As individuals there’s only so much we can do to restore the climate to something like the climate we inherited. But there is reason to believe that working together in relatively small groups, we can come up with solutions able to leverage positive changes on an ever wider scale. And while you might not have noticed it, there’s one publicly funded effort like that getting started here in Columbia County.

It’s the pilot food scraps program run by the Columbia County Solid Waste Department and it’s happening at the Copake and Chatham “convenience stations,” where residents who don’t have curbside garbage pick-up can haul their own garbage and recyclables.

The Solid Waste Department runs all eight of the county’s convenience stations. But only the Chatham and Copake sites have special bins for a short list of materials that can easily be composted and a longer list for items that cannot.

What Can be composted are: fruit and vegetable scraps or expired produce; egg shells, coffee grounds. What are Not acceptable at this point are: coffee cups; pasta and grain; meat and bones; food cooked in oil; dairy products; “recyclables”; non-biodegradable waste; bio-plastics.

Solid Waste Department Director Joleen Race says the strict line between what stuff is and what is not acceptable is necessary because the county is working with “a local vendor” to produce compost used to raise local crops. Her department and the residents of Copake and Chatham are what she calls a “closed loop system. But it isn’t quite there yet.

“Ideally we should be self-supporting,” she says, but right now there’s no money in recycling despite all the items residents separate before disposing of their solid waste. “We’re back to paying $80 to $90 per ton” to dispose of waste.
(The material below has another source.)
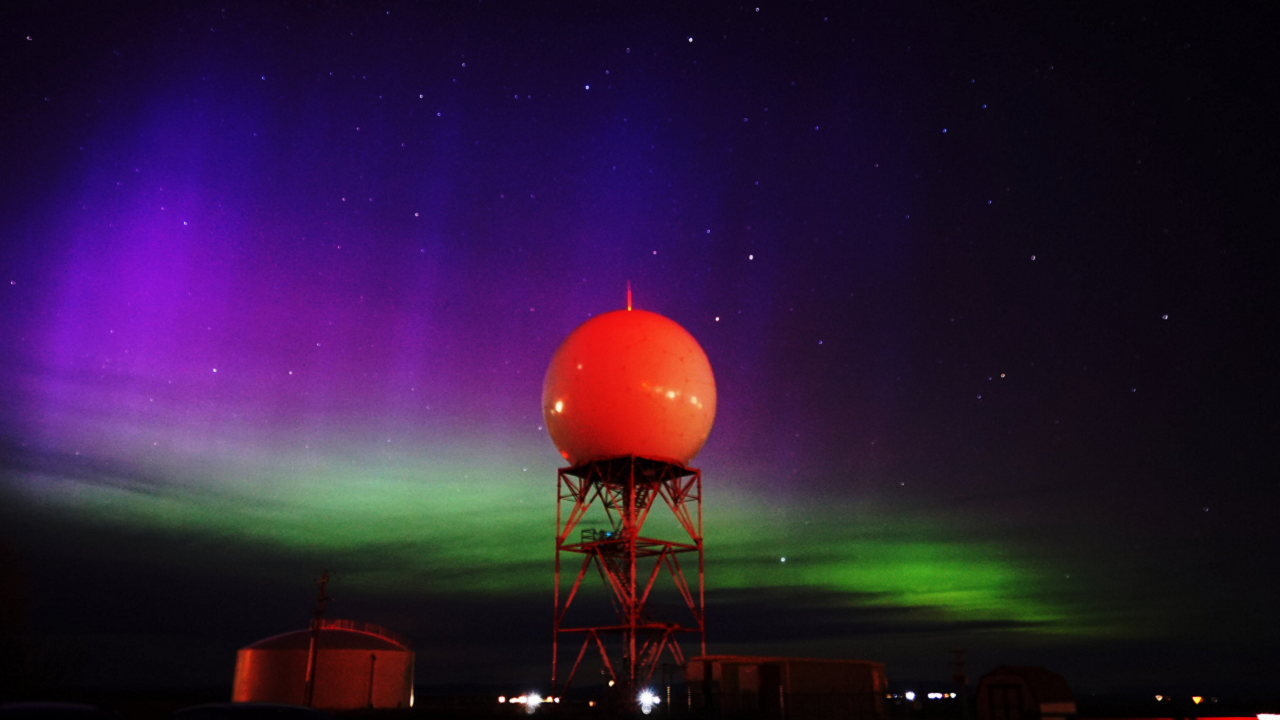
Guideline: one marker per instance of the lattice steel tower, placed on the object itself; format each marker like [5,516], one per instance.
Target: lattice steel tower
[630,563]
Once it’s bundled into cubes there’s no way to guess how much of the bundled solid waste was marked by the manufacturer or processor as “recyclable.”

Despite the obstacles, Ms. Race remains optimistic about prospects of the food scrap compost project. Right now her department is preparing a new 10-year plan required by the state Department of Environmental Conservation, and she’s expecting to upgrade all eight of the convenience stations. She’s also expecting to expand the food scrap compost program to all eight convenience stations.

She needs people who use the other six convenience stations to ask for their own food scrap program, which could open as early as this spring. And if the program is popular it could include food from commercial operations.

Ms. Race knows powerful forces limit her efforts to divert potentially recyclable materials. “We’re like the graveyard for materials,” she says.

Her broader goal is “zero waste” and that tackling that giant means taking on the involves the packaging industry. But she’s ready to start: “If the product doesn’t have an end use, they shouldn’t be manufacturing it.”

So if you live in the Copake or Chatham areas, take some fruit or vegetable scraps, some date-expired produce, some egg shells or some coffee grounds to one of those two convenience stations and toss them into the food scraps compost bin. Could such a small gesture change you and the world? Who knows. But what harm will it do to try?